In May, Igbani clarified these calls are not to release every prisoner – just the ones eligible for parole. 

“We're not just saying open up all the prisons in Texas and let everyone out,” said Igbani said in May. "In prison, there's no way for them to socially distance. Prisons are already overcrowded. It's impossible for them to be 6 feet. They mandate that we were 6 feet and have us going through certain phases to reopen. But for them, how can they protect them? ... So basically, they're just waiting to die." 

Igbani said the personal stories bring a sense of gravity and reality to conditions in prison. She hopes the advocacy on Saturday helps spur some change, if not immediately, during the next legislative session in 2021.
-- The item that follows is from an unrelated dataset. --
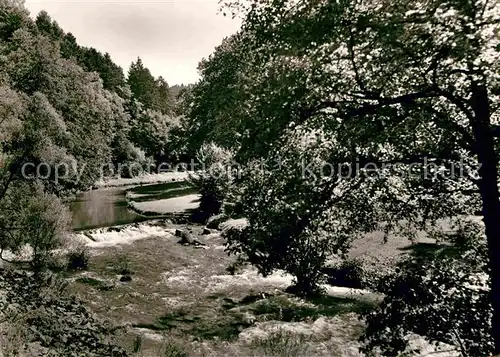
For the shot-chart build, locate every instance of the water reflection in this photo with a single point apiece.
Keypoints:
(101, 208)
"They say, 'I was here. I was there. I was one of them,'" Igbani said. "They're allowed to really tell the conditions inside. It's real. They should become now real to everyone. Even for people that don't have a loved one inside that's incarcerated, many families don't necessarily have someone incarcerated, but hopefully hearing our stories can make then that the need for change even just magnified."

Some of the specific solutions these advocates called for included regulating air conditioning units between 65 and 85 degrees, proper nutrition and parole reform. In terms of parole reform, Igbani and other advocates want state leaders to allow parolees to vote if they are paying taxes.